The latter, on the other hand, was based on the 1993 novel by Irvine Welsh, which takes a variety of Welsh’s short stories and fleshes them out into a narrative. Its focus is on a gang of heroin addicts and is written entirely in Scottish dialect. Our protagonist Mark “Rent-boy” Renton is a young junkie running with a crowd of fellow addicts until he is caught shoplifting to feed his habit. Forced to go cold turkey, he is delighted to be free of his old lifestyle, but finds his existence pointless and boring without an all-consuming addiction to drive his every decision. Moving away to start a new life, he is pursued by his old colleagues who are on the run and want him to take part in a fortuitous drug deal to fund their flight from justice. In the end, Renton pulls a fast one and does a runner with the drug money.

The novels themselves bear little similarity to one another. Trainspotting has a wandering portmanteau style, fitting its origins, while Clockwork Orange is a first-person narrative with a clear structure and message. Stanley Kubrick’s 1971 adaptation of A Clockwork Orange and Danny Boyle’s 1996 version of Trainspotting, on the other hand, have a definite similarity.

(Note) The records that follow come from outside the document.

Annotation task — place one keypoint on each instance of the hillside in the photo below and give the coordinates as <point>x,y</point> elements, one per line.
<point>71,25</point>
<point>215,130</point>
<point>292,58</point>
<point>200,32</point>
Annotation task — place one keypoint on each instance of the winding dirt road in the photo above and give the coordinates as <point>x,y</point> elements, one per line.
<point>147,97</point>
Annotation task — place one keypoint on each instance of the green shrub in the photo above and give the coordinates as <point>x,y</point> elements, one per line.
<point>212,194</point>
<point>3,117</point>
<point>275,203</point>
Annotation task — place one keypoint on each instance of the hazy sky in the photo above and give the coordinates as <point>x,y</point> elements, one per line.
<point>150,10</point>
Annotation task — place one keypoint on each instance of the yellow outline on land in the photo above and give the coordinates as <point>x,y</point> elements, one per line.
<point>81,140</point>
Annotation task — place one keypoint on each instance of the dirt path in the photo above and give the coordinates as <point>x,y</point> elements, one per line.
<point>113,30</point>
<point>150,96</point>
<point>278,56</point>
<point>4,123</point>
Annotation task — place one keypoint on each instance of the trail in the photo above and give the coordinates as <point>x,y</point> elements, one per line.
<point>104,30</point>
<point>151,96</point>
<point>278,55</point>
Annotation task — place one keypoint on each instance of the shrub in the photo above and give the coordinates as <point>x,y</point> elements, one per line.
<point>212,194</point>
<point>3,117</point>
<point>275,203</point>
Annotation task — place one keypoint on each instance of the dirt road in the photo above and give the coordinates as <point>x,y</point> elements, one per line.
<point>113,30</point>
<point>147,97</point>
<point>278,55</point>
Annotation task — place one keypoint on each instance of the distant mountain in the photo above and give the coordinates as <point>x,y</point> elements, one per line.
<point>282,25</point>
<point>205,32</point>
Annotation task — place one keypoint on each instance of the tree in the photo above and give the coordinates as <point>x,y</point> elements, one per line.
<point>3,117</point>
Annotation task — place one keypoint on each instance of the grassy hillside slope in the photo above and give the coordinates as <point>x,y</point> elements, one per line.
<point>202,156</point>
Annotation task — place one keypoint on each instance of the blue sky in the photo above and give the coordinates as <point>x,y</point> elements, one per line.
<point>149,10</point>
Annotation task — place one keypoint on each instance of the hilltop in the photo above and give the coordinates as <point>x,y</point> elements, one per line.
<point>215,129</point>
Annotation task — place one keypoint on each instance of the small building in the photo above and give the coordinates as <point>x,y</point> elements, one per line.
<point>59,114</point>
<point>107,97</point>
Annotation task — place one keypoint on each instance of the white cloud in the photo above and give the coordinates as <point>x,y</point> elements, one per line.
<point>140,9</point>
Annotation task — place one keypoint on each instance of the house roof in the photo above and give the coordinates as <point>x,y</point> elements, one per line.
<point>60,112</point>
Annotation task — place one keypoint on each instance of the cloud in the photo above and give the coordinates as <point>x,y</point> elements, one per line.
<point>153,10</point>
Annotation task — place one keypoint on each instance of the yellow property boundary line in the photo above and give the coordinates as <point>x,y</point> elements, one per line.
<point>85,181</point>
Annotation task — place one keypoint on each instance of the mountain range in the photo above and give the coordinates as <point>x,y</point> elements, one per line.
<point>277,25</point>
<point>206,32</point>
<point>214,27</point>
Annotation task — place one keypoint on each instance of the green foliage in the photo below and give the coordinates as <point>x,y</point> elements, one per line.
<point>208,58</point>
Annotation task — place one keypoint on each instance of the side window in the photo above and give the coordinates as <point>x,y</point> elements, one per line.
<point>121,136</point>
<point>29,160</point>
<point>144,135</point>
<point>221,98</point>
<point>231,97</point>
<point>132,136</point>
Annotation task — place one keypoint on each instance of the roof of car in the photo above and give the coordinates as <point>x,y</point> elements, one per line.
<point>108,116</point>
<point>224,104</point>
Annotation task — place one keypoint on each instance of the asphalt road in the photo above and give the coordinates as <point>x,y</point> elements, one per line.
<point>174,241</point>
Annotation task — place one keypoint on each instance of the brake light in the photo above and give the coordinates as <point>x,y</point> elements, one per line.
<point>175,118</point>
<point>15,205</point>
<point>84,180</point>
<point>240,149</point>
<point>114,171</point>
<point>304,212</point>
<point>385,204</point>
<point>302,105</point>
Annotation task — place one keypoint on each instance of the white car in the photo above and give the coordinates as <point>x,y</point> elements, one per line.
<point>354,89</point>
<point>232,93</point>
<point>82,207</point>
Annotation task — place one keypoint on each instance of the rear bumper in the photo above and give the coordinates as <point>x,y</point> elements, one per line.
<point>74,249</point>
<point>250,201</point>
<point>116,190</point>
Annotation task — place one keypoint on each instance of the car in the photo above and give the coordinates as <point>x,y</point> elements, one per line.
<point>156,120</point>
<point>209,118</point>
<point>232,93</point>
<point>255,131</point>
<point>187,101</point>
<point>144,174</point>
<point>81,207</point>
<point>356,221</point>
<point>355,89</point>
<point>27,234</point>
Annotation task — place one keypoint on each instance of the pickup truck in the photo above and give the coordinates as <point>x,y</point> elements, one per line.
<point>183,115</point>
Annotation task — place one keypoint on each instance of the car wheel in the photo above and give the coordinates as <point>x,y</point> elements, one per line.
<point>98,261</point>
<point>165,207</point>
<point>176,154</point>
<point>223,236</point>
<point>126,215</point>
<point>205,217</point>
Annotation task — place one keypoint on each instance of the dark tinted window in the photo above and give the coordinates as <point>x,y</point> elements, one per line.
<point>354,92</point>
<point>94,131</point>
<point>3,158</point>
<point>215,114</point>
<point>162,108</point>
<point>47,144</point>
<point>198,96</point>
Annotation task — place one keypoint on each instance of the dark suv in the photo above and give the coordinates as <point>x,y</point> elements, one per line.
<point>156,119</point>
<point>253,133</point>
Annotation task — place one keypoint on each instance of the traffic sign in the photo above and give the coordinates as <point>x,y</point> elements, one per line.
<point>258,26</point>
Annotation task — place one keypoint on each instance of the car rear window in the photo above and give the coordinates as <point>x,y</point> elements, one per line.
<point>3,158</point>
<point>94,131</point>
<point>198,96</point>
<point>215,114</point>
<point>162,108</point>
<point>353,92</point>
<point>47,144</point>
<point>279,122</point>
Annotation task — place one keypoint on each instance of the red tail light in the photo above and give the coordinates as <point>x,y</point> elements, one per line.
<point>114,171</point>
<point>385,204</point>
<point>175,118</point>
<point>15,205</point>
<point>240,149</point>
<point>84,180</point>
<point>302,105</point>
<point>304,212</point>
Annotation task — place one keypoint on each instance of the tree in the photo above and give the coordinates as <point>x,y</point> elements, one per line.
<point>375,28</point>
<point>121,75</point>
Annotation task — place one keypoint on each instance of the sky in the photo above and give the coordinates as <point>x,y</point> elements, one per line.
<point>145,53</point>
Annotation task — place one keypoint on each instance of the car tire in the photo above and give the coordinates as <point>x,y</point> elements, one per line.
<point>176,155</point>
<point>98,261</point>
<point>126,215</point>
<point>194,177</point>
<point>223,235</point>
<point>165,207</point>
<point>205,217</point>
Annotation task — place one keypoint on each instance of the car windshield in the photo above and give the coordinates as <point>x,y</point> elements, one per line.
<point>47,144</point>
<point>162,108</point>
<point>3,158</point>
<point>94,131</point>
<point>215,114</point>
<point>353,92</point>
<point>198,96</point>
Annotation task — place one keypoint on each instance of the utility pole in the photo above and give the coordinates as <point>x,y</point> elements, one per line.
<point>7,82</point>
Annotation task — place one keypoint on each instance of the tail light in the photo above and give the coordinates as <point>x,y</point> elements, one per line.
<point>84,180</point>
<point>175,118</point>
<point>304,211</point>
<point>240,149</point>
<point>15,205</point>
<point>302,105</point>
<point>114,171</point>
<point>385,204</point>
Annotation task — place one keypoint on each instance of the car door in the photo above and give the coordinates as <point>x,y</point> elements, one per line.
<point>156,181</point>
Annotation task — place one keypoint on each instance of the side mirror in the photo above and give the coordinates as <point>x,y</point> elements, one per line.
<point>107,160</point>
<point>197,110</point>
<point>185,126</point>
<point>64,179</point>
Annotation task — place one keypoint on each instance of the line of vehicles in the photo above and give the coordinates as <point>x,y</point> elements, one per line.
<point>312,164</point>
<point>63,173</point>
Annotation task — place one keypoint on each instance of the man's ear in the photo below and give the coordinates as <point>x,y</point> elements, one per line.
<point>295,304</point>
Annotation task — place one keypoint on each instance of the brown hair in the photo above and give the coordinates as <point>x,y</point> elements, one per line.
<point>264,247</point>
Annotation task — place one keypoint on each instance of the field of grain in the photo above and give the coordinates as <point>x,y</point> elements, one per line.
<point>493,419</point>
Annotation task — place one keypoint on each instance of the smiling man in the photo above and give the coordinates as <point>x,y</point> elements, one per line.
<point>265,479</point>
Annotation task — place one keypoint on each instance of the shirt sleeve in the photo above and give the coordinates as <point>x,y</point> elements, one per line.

Both films retain the unique dialogue, but enhance the text by utilising the unique visual style of two cult directors. Both Kubrick and Boyle use humour and surrealism to alleviate the bleak tone of the plot. Unfortunately, some critics felt this served to romanticise heroin and rape, respectively, leading to controversy and a backlash that saw Trainspotting attacked by US Senator Bob Dole, while Kubrick himself removed Clockwork Orange from UK distribution after tenuous stories emerged suggesting crimes copycatting the film were being committed.

Much of the controversy that Clockwork Orange inspired came from the juxtaposition of violent acts with light-hearted music such as the title song of Singin’ In The Rain and the uplifting crescendos of Beethoven’s Ninth. Elsewhere, the film was the first to use a vocoder in its synth music. It was a brave, experimental choice that paved the way for movie soundtracks to come.

Trainspotting, meanwhile, used a large selection of indie dance on its soundtrack, which was so popular that a second volume was released a year after the original. Indeed, a Vanity Fair poll ranked the film’s music as the seventh-best soundtrack of all time. Like Clockwork Orange, the film wouldn’t be the same without the particular music choices of the directors.

Lastly, both films made the careers of young British actors. Clockwork Orange is still the movie Malcolm McDowell is most famous for, over 40 years later, while Ewan McGregor ended up in Star Wars off the back of his performance in Trainspotting. Indeed, McDowell and McGregor have tread similar paths in their careers. Both are thespians with immense talent, but more than happy to slum it in genre trash roles, often naked.

Despite all of this, there isn’t even a question of Trainspotting being influenced by Clockwork Orange. Trainspotting’s narrative grew organically from random short stories with the same group of characters and, in written form, has little to do with Burgess’ novel or Kubrick’s film. It’s a simple case of serendipitous synchronicity.

If there is anything we can take away from the comparison, it’s just how prescient A Clockwork Orange is. If a gritty, realistic drama drawn from life experiences is that similar to a future-set story made 25 years earlier, it must have been onto something.